Why might it be difficult for service providers to recognise the rewards of working with reluctant clients? Why is it important that they do?
The wider society is involved here, I believe. Generally speaking, it is problems, service failures and tragedies which are publicised. So workers are encouraged, consciously or otherwise, only to write up problems. I remember being criticised for recording the positive things in a scenario. So it is hardly surprising that service managers don’t know about the rewards, because they are not told, and this rolls on to the workers themselves not recognising them.

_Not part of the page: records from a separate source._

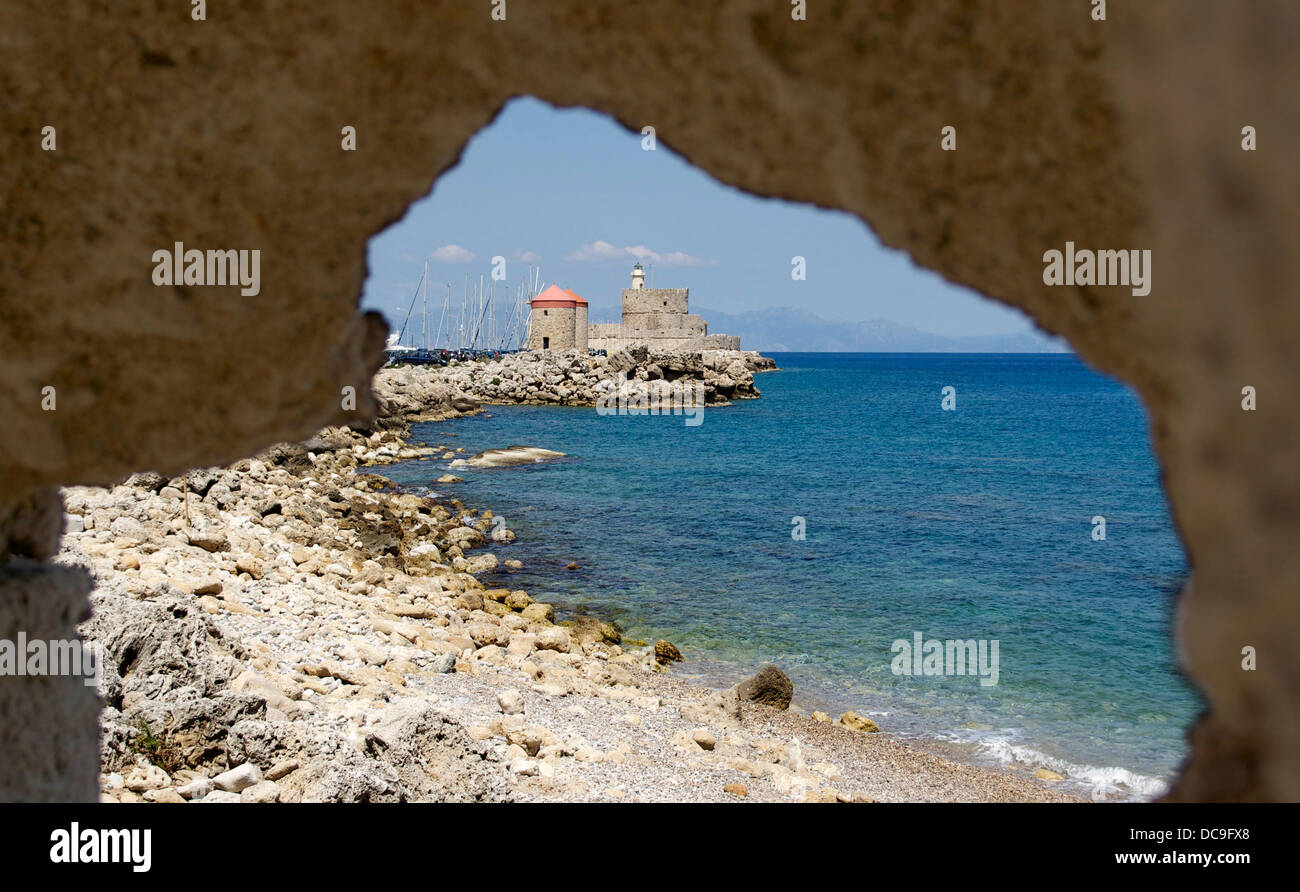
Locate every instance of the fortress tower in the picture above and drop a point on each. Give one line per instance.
(659, 319)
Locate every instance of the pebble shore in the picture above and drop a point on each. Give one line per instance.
(295, 628)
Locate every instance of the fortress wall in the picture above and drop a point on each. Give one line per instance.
(654, 301)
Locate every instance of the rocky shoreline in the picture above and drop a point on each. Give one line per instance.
(294, 628)
(575, 379)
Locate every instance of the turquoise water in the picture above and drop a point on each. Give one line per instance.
(974, 523)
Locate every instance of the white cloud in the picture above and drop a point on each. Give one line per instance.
(679, 259)
(594, 252)
(453, 254)
(599, 250)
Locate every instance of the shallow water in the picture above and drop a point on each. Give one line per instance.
(962, 524)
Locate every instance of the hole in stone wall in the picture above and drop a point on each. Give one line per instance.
(924, 467)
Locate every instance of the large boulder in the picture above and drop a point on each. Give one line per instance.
(770, 687)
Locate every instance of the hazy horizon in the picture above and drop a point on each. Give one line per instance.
(573, 191)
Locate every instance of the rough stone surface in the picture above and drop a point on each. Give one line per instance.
(1116, 134)
(770, 687)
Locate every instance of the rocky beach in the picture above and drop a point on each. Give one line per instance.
(297, 628)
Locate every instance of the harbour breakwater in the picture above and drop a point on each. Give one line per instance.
(575, 379)
(294, 628)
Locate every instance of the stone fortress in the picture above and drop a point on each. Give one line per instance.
(654, 317)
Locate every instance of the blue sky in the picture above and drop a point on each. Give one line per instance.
(575, 193)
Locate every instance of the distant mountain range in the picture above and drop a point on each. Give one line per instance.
(785, 329)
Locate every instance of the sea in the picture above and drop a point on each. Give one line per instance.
(848, 512)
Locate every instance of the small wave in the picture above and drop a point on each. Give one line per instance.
(1101, 783)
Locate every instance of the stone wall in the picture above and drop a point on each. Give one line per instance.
(226, 134)
(655, 301)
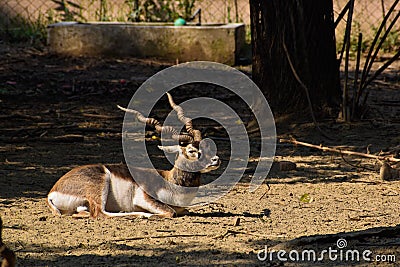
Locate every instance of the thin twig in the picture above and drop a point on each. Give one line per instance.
(269, 188)
(158, 236)
(346, 152)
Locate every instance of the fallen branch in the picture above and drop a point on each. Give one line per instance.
(340, 151)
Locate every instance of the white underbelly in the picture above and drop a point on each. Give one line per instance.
(67, 203)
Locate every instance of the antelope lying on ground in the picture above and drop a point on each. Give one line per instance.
(6, 253)
(111, 190)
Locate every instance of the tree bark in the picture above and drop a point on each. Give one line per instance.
(305, 29)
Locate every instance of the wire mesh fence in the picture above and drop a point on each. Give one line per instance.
(21, 16)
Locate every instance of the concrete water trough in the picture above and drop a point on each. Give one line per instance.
(211, 42)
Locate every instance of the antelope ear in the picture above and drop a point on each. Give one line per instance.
(170, 149)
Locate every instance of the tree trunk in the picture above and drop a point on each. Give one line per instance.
(305, 29)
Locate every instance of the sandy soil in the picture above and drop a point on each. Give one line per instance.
(43, 97)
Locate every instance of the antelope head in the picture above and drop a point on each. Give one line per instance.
(193, 155)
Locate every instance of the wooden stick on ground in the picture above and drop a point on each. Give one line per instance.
(340, 151)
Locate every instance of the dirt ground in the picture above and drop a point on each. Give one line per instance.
(57, 113)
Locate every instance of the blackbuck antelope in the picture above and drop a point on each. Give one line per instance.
(110, 190)
(6, 253)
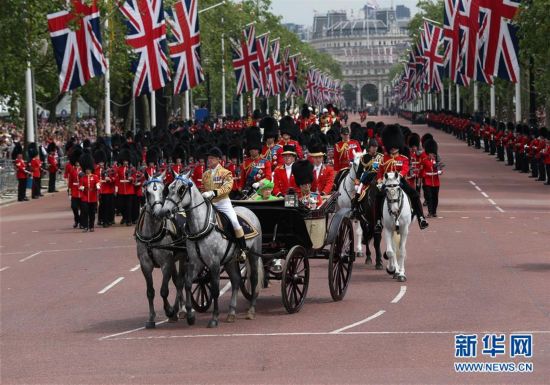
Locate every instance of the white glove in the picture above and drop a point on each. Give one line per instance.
(208, 195)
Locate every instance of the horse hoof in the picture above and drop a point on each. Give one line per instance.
(212, 323)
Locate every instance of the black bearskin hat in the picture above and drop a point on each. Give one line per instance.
(87, 162)
(414, 140)
(152, 155)
(288, 126)
(430, 146)
(74, 154)
(124, 156)
(303, 172)
(51, 147)
(17, 149)
(392, 137)
(100, 156)
(268, 124)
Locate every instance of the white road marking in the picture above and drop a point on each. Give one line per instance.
(30, 256)
(400, 295)
(130, 331)
(109, 286)
(433, 332)
(378, 314)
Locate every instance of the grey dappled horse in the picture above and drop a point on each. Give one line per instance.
(153, 230)
(207, 246)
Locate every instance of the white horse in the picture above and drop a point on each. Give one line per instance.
(347, 192)
(396, 218)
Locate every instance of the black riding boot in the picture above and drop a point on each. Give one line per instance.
(417, 207)
(241, 243)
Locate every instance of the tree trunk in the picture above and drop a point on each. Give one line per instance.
(74, 107)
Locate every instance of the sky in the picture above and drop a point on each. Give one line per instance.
(301, 11)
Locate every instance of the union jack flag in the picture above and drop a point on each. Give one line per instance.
(185, 47)
(262, 46)
(77, 49)
(431, 38)
(147, 36)
(245, 61)
(275, 68)
(498, 40)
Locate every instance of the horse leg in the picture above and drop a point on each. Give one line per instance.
(358, 238)
(167, 274)
(148, 274)
(189, 275)
(232, 269)
(402, 255)
(215, 291)
(390, 254)
(377, 240)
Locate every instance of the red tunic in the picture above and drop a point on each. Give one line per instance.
(281, 182)
(89, 187)
(323, 184)
(343, 153)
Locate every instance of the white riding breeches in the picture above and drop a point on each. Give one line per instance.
(226, 207)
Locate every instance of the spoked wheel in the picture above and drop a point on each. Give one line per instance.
(295, 279)
(201, 297)
(340, 260)
(245, 282)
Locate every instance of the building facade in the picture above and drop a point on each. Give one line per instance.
(366, 49)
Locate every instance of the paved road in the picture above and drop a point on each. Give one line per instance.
(481, 267)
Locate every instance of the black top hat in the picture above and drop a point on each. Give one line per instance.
(303, 172)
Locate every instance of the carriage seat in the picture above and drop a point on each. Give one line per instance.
(224, 224)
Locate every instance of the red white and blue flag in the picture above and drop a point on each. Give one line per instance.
(185, 45)
(245, 61)
(262, 46)
(147, 37)
(76, 40)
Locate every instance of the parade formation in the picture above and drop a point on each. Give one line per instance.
(292, 178)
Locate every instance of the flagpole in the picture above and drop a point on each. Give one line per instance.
(457, 99)
(153, 110)
(223, 76)
(518, 100)
(493, 109)
(30, 112)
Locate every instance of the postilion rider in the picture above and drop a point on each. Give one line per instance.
(217, 184)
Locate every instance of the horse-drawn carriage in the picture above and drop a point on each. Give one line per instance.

Given that resources for helping people are so scarce, it is particularly important to correct the impression that money is simply being poured into a bottomless pit of unresponsive clients who never change. Our profession needs to educate society about the unseen rewards: the former dangerous person living successfully in the community, the parent accepting support to care for her child, the sexual abuser managing his condition.
Is the goal to turn reluctant clients into willing clients?
One of the most important messages I would want to give to a newcomer, as explained on page 38 of the book, is that your reluctant client will probably never change this aspect. Why should s/he? Compliance with you and your rules is a massive victory. If you can rejoice with your clients when they are finally getting rid of you, this is very liberating. Social work and care does not change people’s personality fundamentally, it helps them function.
On receiving this question, I thought perhaps there was a little wish inside me that I could turn a reluctant client into a willing one. On reflection, I don’t know how the change could be validly recognised.
‘What you sow tends to be what you reap … but you will never see the harvest’ (p. 127).